All good things, as they say, must come to an end.
For close to four years, including the last two COVID-19-hit years since March 2020, when home loan rates touched 15-year-lows, borrowers have enjoyed a benign interest rate regime.
But now they have to make peace with the rising interest rate cycle. On May 4, the Reserve Bank of India (RBI) started withdrawing the accommodative measures introduced during the pandemic with a 40-basis point (bp), unscheduled repo rate hike (one basis point = 0.01 percentage point). On Monday, RBI Governor Shaktikanta Das announced another steep increase of 50 bps, to take the repo rate to 4.9 percent.
Home loan borrowers will start feeling the pinch of the latest hike once their banks reset their repo-rate-linked lending rates (RLLR). So, if your current home loan rate is 7.05 percent—up from 6.65 percent before the May rate hike took effect—it will go up to 7.55 percent. All retail floating-rate loans sanctioned after October 1, 2019, are linked to an external benchmark, which in the case of most banks is the repo rate. Therefore, all banks will pass on the entire rate increase to their borrowers.
Read on to find out how you can blunt the rate rise impact.
Increase your EMI payout
Typically, banks tend to extend the loan tenure instead of increasing the EMI, or equated monthly installment, when interest rates rise. Unless that is, your current repayment tenure is the maximum that you are eligible for due to your age. While it makes EMI payments easier for borrowers as they need not cut corners to be able to afford it, this approach pushes up the interest burden over the extended repayment tenure. Therefore, experts advocate asking your bank to increase the EMI amount to account for rate hike instead of extending the tenure. “Increasing EMI is definitely an option and is a recommended option, but the EMI will have to increase disproportionately if the rise in interest is to be negated,” says Vipul Patel, founder and CEO, of Mortgageworld.in, a loan consultancy firm.
So, if you want to retain your original loan tenure and keep a check on the increase in interest outgo due to the rate hike, you will have to be prepared to pay higher EMIs. “On a Rs 75-lakh loan with a tenure of 20 years, you will have to pay Rs 2,269 more per month to ensure that your tenure remains the same and the increase in interest outgo does not spiral of control,” says Tivesh Shah, CEO & Founder of Tru-Worth Finsultants.

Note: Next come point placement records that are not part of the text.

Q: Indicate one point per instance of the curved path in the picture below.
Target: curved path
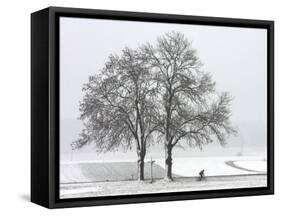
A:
(232, 164)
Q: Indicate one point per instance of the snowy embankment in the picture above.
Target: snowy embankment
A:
(79, 172)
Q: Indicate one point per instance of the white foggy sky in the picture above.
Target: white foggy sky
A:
(236, 58)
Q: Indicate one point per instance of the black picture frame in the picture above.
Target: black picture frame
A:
(45, 106)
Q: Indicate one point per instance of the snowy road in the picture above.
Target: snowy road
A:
(180, 184)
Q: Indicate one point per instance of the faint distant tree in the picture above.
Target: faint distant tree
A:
(190, 111)
(118, 108)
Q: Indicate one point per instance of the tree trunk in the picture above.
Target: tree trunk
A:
(168, 162)
(140, 168)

In addition, you can increase your EMI amount—put another way, make small, regular prepayments—beyond what is needed to reduce your overall interest burden. “Usually, lenders prefer your total EMIs across loans to be less than 50-55 percent of a person’s net monthly income. So, they may ask for income proofs and bank statements to reassess their repayment capacity before approving increased EMIs,” says Ratan Chaudhary, head, home loans, Paisabazaar.com, a fintech company.
However, both lump-sum part-prepayment and higher EMI options should be considered only if you can afford the same without disturbing investments meant for other goals such as children’s education or your retirement.
A large number of borrowers successfully pre-pay their loans with tenures of over 20 years within five to seven years. They do so by increasing their EMIs in line with their annual increments and directing their surpluses to their home loan.
This time, however, making small pre-payments will not be enough to keep your current EMI, repayment tenure and interest payout intact. This is because the quantum of hikes is huge – 90 basis points within a span of 34 days. If you wish to completely offset the impact of the latest rate hike, you will have to make a substantial lump-sum prepayment. “For example, on a Rs 1-crore home loan with a 25-year tenure, you will have to prepay close to Rs 4.38 lakh to mitigate the impact of this 50-bps hike,” says Patel. And, if you want your EMIs and loan tenure to go back to pre-May 4 levels, you will have to pre-pay a whopping Rs 7.82 lakh, he adds.
Even if your surpluses are not adequate to completely blunt the impact of repo rate hike, small part prepayments can still help. “Assuming a constant average interest rate, you can pay off a 20-year loan in around 12 years by prepaying 5 percent of the loan balance once every loan year. Five percent is not too big a payment and better than not prepaying at all. It allows you to prepay slowly and leaves you money to invest for goals such as saving for retirement and educating your children,” says Adhil Shetty, CEO, of Bankbazaar.com.
In addition to annual bonuses and surpluses, you can also liquidate low-yielding investments such as traditional endowment policies that fetch 5-6 percent annual returns over the long-term or even fixed deposits. It is best, however, to leave your Employees Provident Fund (EPF) and (NPS) corpus untouched as doing so could set your retirement planning back by years.
Evaluate home loan balance transfers if feasibleAn option that is often recommended to home loan borrowers for reducing the interest rate burden is switching lenders, which might be of little use if your home loan is linked to repo rate and your potential new lender is also a bank. This is because most banks have adopted the repo rate as their external benchmark, so every bank has to pass on the entire rate revision—be it increase or decrease—to their borrowers. Yet, if you find deals where another lender offers an interest rate that is lower than yours by at least 35-50 bps, you could consider transferring your loan.